A few years into his tenure as men’s hockey coach at Bowling Green, Jerry York took a trip to Lake Placid, New York, to see his friend Steve Reed.
Reed today is one of the intersections for two of the members of the U.S. Hockey Hall of Fame’s Class of 2020 but in the early 1980s the Northwood School guidance counselor had a intriguing prospect for York to look at.
Tony Granato was getting attention from a lot of colleges at that point as one of the top high school seniors in the U.S.
York later visited Granato and his family at their suburban Chicago house and almost left with a commitment — from Don and Natalie Granato, at least.
“When he left, my mom and dad said I want you to play for Jerry York. I think he’d be a great coach to play for,” Granato recalled Tuesday.
Said York: “I thought we had him.”
That would have been a big turn in history. Granato became the first of three Granato brothers to play for the University of Wisconsin, finishing third on the program’s all-time goal-scoring list with 100. He’s now entering his fifth season as the Badgers’ head coach.
On Monday night, he was revealed as the sixth former Badgers player to be chosen for the U.S. Hockey Hall of Fame.
One thing that Granato’s parents forgot when they initially wanted him to play for York at Bowling Green, he said, was that Madison was so close to home.
“So when we had the discussion later on, Jerry was still in the discussion on how wonderful he’d be to play for,” Tony Granato said. “But that two-hour trip for them to come up every weekend outweighed the experience of going to Bowling Green.”
The call from USA Hockey executive director Pat Kelleher about the induction sent Granato into a reflective mood, thinking about the people and opportunities that sent him on his way toward the honor.
In a sign of how interconnected hockey can be, the other three members of the group with which he’ll enter the U.S. Hockey Hall of Fame each have their own places in Granato’s story.
York, the all-time leader in NCAA hockey coaching victories, almost had him locked up for Bowling Green. Former North Dakota and Omaha coach Dean Blais coached the U.S. Deutschland Cup team alongside Granato during the 2004 NHL lockout.
Four-time Olympian Jenny Potter got to know Granato while she played with his sister, Cammi, a 2008 selection for the American hockey shrine.
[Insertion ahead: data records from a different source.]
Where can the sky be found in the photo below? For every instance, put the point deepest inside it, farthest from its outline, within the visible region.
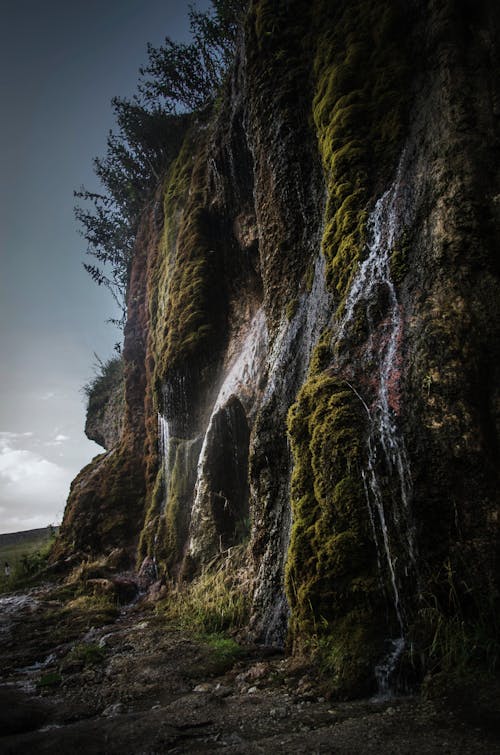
(61, 62)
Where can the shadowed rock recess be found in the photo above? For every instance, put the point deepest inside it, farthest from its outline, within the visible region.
(311, 356)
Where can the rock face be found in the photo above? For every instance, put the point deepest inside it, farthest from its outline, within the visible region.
(106, 406)
(312, 347)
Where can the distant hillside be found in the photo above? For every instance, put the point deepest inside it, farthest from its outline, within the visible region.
(13, 538)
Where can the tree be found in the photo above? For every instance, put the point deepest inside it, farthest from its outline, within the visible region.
(178, 80)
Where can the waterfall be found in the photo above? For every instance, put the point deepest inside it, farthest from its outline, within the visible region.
(240, 380)
(164, 443)
(390, 520)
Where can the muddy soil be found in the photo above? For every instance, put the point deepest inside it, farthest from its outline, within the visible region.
(132, 685)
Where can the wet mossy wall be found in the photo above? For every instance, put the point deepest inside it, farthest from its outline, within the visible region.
(307, 136)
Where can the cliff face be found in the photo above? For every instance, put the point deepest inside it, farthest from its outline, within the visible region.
(312, 347)
(106, 405)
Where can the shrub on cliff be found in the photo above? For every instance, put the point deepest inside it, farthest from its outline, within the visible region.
(179, 79)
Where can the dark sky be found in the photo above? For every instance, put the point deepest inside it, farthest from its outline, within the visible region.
(61, 62)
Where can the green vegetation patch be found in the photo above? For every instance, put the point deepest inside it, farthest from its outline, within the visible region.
(27, 557)
(360, 73)
(185, 301)
(331, 573)
(217, 601)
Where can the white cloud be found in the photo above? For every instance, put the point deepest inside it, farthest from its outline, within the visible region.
(32, 489)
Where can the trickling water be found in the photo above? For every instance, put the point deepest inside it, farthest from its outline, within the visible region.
(164, 439)
(240, 381)
(385, 444)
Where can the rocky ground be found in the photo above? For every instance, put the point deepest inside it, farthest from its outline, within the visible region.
(124, 682)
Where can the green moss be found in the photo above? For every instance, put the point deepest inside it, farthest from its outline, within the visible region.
(399, 257)
(359, 104)
(291, 308)
(331, 561)
(165, 531)
(185, 301)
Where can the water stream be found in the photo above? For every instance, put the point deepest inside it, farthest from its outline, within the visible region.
(373, 295)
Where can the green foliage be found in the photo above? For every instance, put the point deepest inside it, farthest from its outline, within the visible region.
(50, 680)
(179, 78)
(359, 112)
(108, 375)
(331, 568)
(88, 654)
(185, 77)
(457, 629)
(27, 559)
(185, 301)
(216, 601)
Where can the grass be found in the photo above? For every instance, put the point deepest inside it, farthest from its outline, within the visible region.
(215, 602)
(26, 557)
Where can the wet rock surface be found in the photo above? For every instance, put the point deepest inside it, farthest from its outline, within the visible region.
(136, 685)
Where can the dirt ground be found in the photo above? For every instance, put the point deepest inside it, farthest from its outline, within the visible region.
(134, 685)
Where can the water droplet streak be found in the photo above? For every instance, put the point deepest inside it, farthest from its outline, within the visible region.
(390, 516)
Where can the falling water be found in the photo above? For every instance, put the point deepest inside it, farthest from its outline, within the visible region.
(385, 445)
(164, 442)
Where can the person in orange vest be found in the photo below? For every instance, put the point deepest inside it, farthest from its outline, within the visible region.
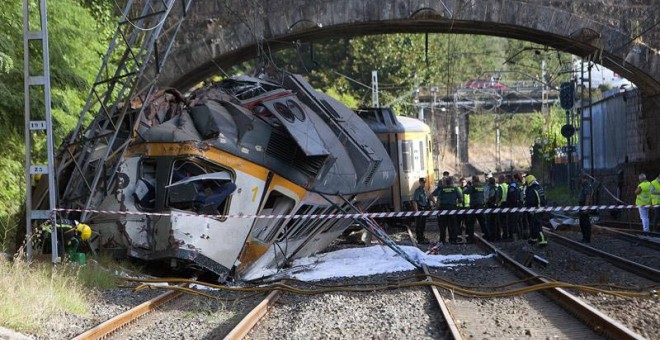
(643, 200)
(655, 200)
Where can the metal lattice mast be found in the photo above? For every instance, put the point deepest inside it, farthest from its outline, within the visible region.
(37, 122)
(89, 159)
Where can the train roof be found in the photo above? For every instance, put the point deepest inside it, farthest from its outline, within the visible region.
(384, 120)
(286, 126)
(413, 124)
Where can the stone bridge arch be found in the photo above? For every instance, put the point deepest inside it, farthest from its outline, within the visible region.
(623, 35)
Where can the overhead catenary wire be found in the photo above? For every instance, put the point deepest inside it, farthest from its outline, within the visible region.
(128, 20)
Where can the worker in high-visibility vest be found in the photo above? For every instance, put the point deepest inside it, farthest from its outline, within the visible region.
(643, 200)
(70, 234)
(585, 199)
(462, 219)
(655, 200)
(503, 218)
(535, 198)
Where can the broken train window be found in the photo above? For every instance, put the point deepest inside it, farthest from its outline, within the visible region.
(145, 185)
(266, 229)
(199, 186)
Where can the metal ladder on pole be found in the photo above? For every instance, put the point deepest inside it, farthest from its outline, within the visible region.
(89, 159)
(36, 123)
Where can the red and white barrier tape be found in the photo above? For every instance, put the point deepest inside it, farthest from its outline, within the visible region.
(366, 215)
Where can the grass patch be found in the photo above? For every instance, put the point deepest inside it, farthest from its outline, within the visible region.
(30, 293)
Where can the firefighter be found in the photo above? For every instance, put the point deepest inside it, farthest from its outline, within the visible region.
(449, 197)
(70, 234)
(421, 203)
(535, 198)
(476, 194)
(490, 194)
(513, 200)
(643, 200)
(655, 200)
(502, 217)
(584, 199)
(462, 219)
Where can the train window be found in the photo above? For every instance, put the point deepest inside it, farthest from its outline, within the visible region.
(294, 223)
(407, 156)
(308, 223)
(277, 203)
(313, 224)
(145, 186)
(296, 109)
(284, 111)
(198, 187)
(422, 166)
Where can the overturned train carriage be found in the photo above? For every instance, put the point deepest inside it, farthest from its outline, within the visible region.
(408, 143)
(243, 146)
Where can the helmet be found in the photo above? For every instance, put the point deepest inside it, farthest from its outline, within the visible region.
(529, 179)
(85, 231)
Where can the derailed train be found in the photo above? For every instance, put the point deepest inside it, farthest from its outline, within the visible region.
(247, 146)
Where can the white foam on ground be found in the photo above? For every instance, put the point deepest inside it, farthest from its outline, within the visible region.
(369, 261)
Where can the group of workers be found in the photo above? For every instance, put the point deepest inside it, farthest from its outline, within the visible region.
(507, 191)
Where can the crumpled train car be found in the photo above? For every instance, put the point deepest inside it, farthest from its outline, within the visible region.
(242, 147)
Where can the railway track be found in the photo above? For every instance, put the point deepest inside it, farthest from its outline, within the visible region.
(455, 319)
(629, 227)
(109, 327)
(627, 264)
(594, 318)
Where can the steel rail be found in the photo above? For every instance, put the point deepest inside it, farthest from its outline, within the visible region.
(627, 265)
(626, 235)
(109, 326)
(252, 319)
(626, 226)
(451, 323)
(593, 317)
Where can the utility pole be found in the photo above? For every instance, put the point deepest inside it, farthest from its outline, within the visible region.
(458, 140)
(37, 126)
(498, 167)
(374, 88)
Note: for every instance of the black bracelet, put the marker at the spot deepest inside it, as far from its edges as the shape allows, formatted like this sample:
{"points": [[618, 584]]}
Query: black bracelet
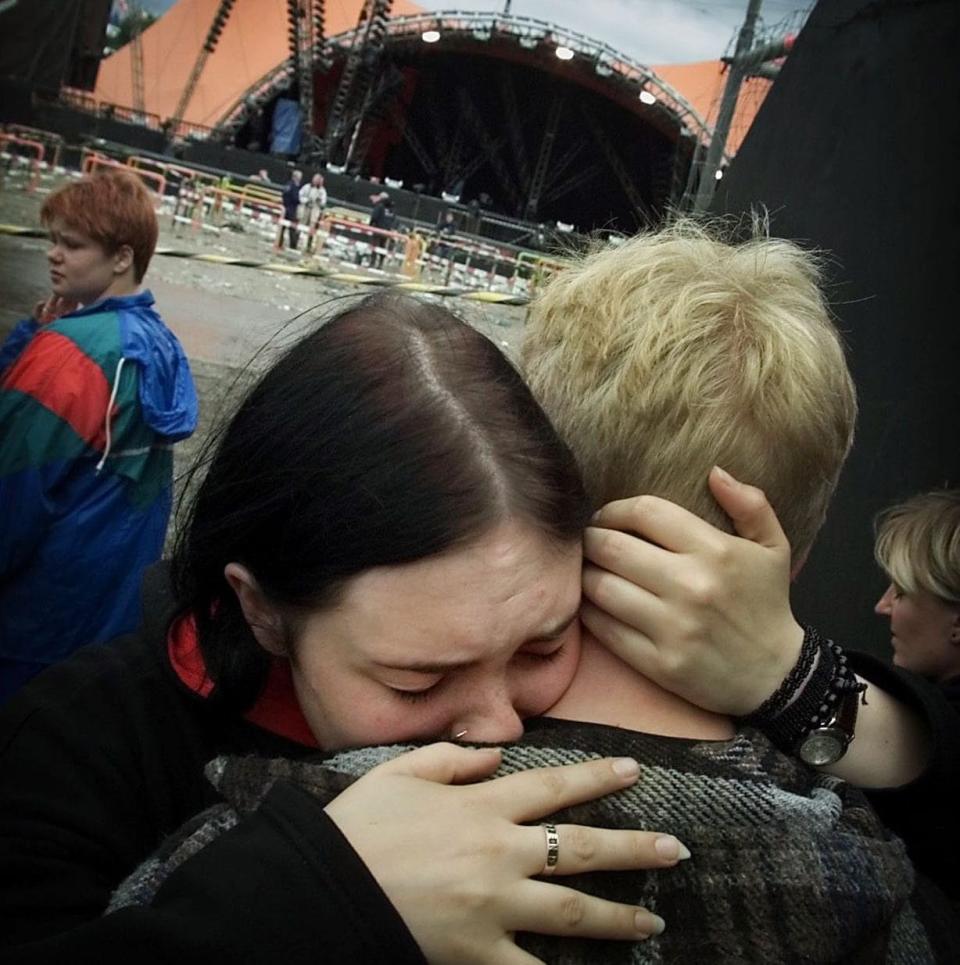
{"points": [[816, 701], [779, 699]]}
With the Granatos, however, things start with family. Tony Granato emphasized how grateful he is that his parents gave him and his siblings the opportunity to play hockey.
Don Granato Sr. was learning the game while he was coaching it, Tony Granato said, because he understood how much his kids loved it.
“They didn’t get to do all the things we did,” said Don Granato Jr., who followed Tony Granato to UW in 1987 and later joined his inaugural coaching staff in 2016. “They provided the opportunity for us to go do them and experience such great things.
“For this type of honor and for them to be around and see it and see all the things through Tony’s career, that he did things the right way and was respected enough to receive this honor, that was my first thought — how great this is for my mom and dad.”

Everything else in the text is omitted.